Une ficelle était fixée d’un bout à la corbeille, et de l’autre elle était attachée au bras ou à la jambe d’un des habitants de la cabane. La moindre ten­tative éveillait celui qui était de garde, et l’on donnait la chasse au voleur. De plus, pour qu’elle fût plus facile, nous avions sans cesse auprès de notre hamac un énorme gourdin : au moindre bruit nous le saisissions pour courir après l’audacieux larron.

Combien n’était-il pas pénible de se voir en­lever, quelquefois en même temps, et la ration de deux ou trois jours, et les économies de plusieurs semaines ! Aussi, lorsque nous pouvions prendre un voleur en flagrant délit, nous ne le ménagions guère. Le premier châtiment était une bastonnade soignée, elle était administrée sur-le-champ.

Lorsque le coupable était un de ces incorri­gibles tous les jours surpris quoique tous les jours châtiés, on l’attachait à un poteau sur la place du Palais-Royal, et chacun avait le droit de venir l’accabler d’injures et le couvrir de soufflets. On en vint même jusqu’à couper les deux oreilles à l’un de ces malheureux. Nous les avions en horreur (ils nous étaient si nuisibles !), et pourtant nous ne pouvions nous empêcher de les plaindre inté­rieurement. Nous savions que l’excès seul de la misère les poussait au crime. Aussi la mort vio­lente d’un de ces malheureux excita-t-elle dans le camp une indignation générale. Cet infortuné, surpris plusieurs fois en flagrant délit, avait été attaché au poteau où il recevait le juste châti­ment de ses fautes. Une corde à nœud coulant lui avait été passée dans le cou, moitié par plaisan­terie, moitié pour lui tenir la tête droite auprès du poteau. Pour l’exhausser davantage et le faire voir de plus loin, on lui avait mis une pierre sous les pieds. Tout à coup arrive indigné un soldat du même pays : « Comment c’est encore toi », s’écrie-t-il en lui donnant quelques soufflets; « voyons, qu’on en finisse ! » En même temps d’un coup de pied il fait rouler la pierre; le voleur se trouva suspendu, le nœud se serre, et les spectateurs irréfléchis s’a­musent un instant des gambades du patient. Bientôt ils comprennent leur imprudence et veulent le dé­barrasser du nœud fatal. Quelle n’est pas leur stupeur lorsqu’ils le sentent s’affaisser dans leurs bras ! La plaisanterie avait été cruelle, il était mort !…

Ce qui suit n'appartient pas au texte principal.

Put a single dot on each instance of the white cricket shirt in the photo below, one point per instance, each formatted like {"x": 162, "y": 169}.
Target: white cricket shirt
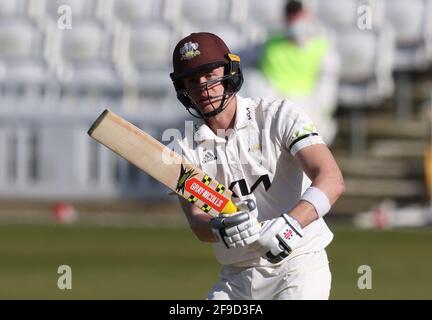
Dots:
{"x": 256, "y": 161}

Cet événement, qui fit sur nous une impression profonde et nous rendit plus circonspects, ne cor­rigea pas les voleurs. Leur nombre au contraire continua d’augmenter de jour en jour, et le mauvais exemple fit bientôt l’effet d’une épidémie.

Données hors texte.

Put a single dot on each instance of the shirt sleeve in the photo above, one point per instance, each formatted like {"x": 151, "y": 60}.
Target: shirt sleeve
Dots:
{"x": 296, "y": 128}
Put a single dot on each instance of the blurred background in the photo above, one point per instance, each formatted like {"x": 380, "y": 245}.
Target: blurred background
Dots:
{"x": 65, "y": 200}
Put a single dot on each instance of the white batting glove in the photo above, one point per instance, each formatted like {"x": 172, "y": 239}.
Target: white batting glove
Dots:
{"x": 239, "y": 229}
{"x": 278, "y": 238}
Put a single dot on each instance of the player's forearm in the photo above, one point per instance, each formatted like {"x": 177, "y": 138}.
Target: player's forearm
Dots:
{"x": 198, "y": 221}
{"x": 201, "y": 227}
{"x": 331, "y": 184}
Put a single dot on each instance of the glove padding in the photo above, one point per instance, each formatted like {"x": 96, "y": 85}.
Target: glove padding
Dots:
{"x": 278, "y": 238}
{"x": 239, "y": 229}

Alors on eut recours à une espèce de prison où l’on enfermait pour un temps ceux qui se lais­saient surprendre. Notre but était aussi de leur faire apporter plus d’ordre dans la consommation de leurs rations et de les exciter à travailler.

Par l’économie et l’amour du travail, mes enfants, j’ai évité bien des souffrances et me suis procuré de grands soulagements. Par l’économie et l’amour du travail, vous suppléerez les richesses de la terre que la divine Providence ne vous a pas départies, mais qu’elle a remplacées, dans sa bonté, pour vous comme pour moi, par des biens plus précieux, ceux de l’instruction religieuse et d’une éducation chrétienne.